Rasanya puas banget saat tujuan syuting konten ke Curug Jagapati malah dapat bonus keindahan pantai Santolo.
Meski main di pantai hanya satu jam karena takut kemalaman berhubung perjalanan menuju kota Garut lumayan menguras waktu.
Sayangnya memang agak mengecewakan karena tidak sesuai dengan ekspektasi Jemima. Pantai Santolo penuh dengan pengunjung. Agak sulit menemukan spot foto walau pada akhirnya bisa juga foto dalam keadaan sepi.
"Gak ada kabar dari Fei?" tanya Pungkit memecah keheningan, Jemima yang sedang menikmati indahnya pemandangan di luar menoleh ke arah Pungkit.
Tidak lama kemudian Jemima menggeleng-gelengkan kepalanya.
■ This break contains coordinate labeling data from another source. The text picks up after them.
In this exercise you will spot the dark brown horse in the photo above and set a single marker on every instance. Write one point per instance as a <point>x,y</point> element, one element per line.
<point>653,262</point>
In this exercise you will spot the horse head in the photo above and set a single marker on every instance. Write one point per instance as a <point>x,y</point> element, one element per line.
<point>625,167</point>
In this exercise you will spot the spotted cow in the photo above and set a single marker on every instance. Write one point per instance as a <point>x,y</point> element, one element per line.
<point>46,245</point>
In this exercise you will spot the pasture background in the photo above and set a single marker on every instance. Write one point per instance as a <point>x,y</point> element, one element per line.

Benar juga biasanya Fei cerewet memberondong dirinya dengan banyak chat. Sejak memutuskan untuk nyari jodoh lewat aplikasi chatting, dan menemukan beberapa kenalan. Chat Jemima sepi. Bahkan chatroom Zona Jemima mendadak sepi padahal biasanya berisik membahas hal hal yang tidak penting sama sekali.
Keadaan di mobil kembali hening. Jemima berusaha menurunkan sedikit sandaran jok agar dia bisa meluruskan kaki yang lumayan pegal. Setelah belusukan menuju Curug Jagapati yang indah.
Sesekali terdengar suara dengkuran halus Wirda, rasanya Jemima juga pengen nyusul tapi gak enak sama Pungkit. Jadinya dia tahanntahan sembari bolak balik ngecek sosmed.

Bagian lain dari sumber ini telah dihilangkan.